La asamblea general de la Confederació de Comerç de Catalunya (CCC) ha acordado este lunes la disolución de la entidad al no poder hacer frente a la deuda acumulada, que asciende a varios millones de euros y por la que presentará concurso de acreedores entre esta semana y la próxima. Así lo ha explicado la presidenta de la CCC, Rosa Eritja, que ha añadido que la decisión se ha tomado por unanimidad y que la deuda más cuantiosa corresponde a las indemnizaciones para los trabajadores, aunque no la ha precisado.

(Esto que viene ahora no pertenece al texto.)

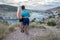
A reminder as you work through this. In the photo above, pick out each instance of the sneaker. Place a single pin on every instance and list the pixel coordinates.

La CCC presentó el 20 de junio preconcurso de acreedores después de trascender un agujero económico superior a los dos millones de euros por la gestión del exsecretario general, Miquel Àngel Fraile, que fue cesado después de la "pérdida de confianza" en su trabajo. Y su cese no fue la única decisión tomada por la Confederació, ya que se cesó también a la directora adjunta del departamento de Formación de la CCC y mujer de Fraile, Rosa Maria Serrano. 

Eritja asumió el cargo de la secretaría general de forma interina para "reconducir la situación de la organización" pero al final la disolución ha sido la mejor salida para una entidad que hasta el momento representaba alrededor de 90.000 pequeños y medianos comercios. No ha podido cumplir así con el objetivo proclamado ahora hace poco más de dos meses de conseguir que "la CCC dure 30 años más."